Bu noktada Rus dış politikasında bir farklılaşma yaşandığı düşüncesi ön plana çıkmaktadır. Zira 24 Şubat 2022 tarihinde Rusya, Ukrayna’ya yönelik “Özel Operasyon” adını verdiği harekâtı başlatırken; Kuzey Atlantik Antlaşması Örgütü’nün (NATO) doğuya doğru genişleme politikasını ve Kiev’in NATO yönelimini kendi ulusal güvenliğine yönelik bir tehdit olarak nitelendirmiştir. Bu da ilk aşamada Moskova’nın AB genişlemeleri konusunda da 2014 yılındaki çizgisini koruduğu düşüncesini yaratmıştır. Çünkü Rusya’nın “Yakın Çevre Doktrini” olarak tanımladığı “Primakov Doktrini”, post-Sovyet alanda Batı nüfuzunun genişlemesini engellemeyi ve böylelikle Rusya’nın bölgesel hegemonyasının sürdürülmesini temel hedef olarak benimsemektedir. Dolayısıyla Rus devlet aklının bölge okumasında, AB de söz konusu durumdan muaf değildir. Bu nedenle de Medinski’nin açıklamaları son derece dikkat çekicidir.
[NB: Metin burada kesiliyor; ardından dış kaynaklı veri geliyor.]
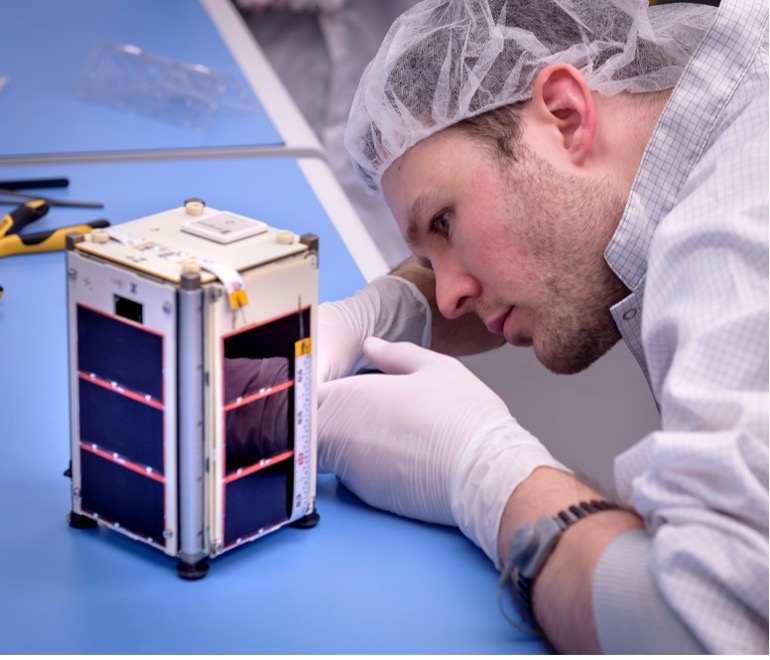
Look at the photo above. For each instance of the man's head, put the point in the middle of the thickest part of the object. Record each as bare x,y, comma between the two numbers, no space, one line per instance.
444,61
505,137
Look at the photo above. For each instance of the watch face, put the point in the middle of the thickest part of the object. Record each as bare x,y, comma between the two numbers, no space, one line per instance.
523,544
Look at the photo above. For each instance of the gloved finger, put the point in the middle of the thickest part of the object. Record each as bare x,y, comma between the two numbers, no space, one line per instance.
397,358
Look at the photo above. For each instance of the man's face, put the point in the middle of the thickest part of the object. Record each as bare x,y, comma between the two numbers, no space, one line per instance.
518,243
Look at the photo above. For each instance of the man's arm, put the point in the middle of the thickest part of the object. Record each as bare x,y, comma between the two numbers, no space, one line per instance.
562,598
466,335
Rus dış politikasındaki söz konusu farklılaşmayı Ukrayna Savaşı’nda işlerin yolunda gitmemesiyle ilişkilendirmek mümkündür. Bir anlamda Rusya, savaştan çıkış senaryolarını tartışmakta ve “onurlu bir çekilme” şeklinde tanıtabileceği bir formül aramaktadır.
Bu kapsamda Moskova yönetimi, post-Sovyet coğrafyada yer alan ülkelere Ukrayna üzerinden “Güvenlik ve savunma politikası bağlamında Batı’ya yönelmenize izin vermiyorum. Lakin siyasi ve kültürel olarak kendinizi ait hissettiğiniz Batı değerleri çerçevesinde tanımlayabilirsiniz.” mesajını verme ihtiyacı hissetmiş olabilir. Hatta Kremlin, Ukrayna başta olmak üzere Gürcistan ve Moldova gibi devletlerin AB üyeliği başvurusu yaptığı bir dönemde bu tarz bir söylem geliştirmek suretiyle AB-Amerika Birleşik Devletleri (ABD) ve dolayısıyla AB-NATO ayrışmasını belirginleştirme amacıyla da hareket edebilir. Bir diğer ifadeyle Moskova, AB’nin ABD’den uzaklaşarak görece Rusya’ya daha yakın bir şekilde konumlanması için taviz vermeyi kabullenmiş olabilir. Buradaki amaç, Ukrayna Savaşı vesilesiyle oluşan Rusya karşıtı bloğun parçalanması şeklinde okunabilir. Ancak tüm bu yorumların eksik bir değerlendirme olacağını da ifade etmek mümkündür. Zira Rusya’nın bu açıklamasının arka planında Ukrayna başta olmak üzere belirtilen ülkelerin zaten AB’ye kabul edilmeyecekleri yönündeki düşünce belirleyici olmaktadır.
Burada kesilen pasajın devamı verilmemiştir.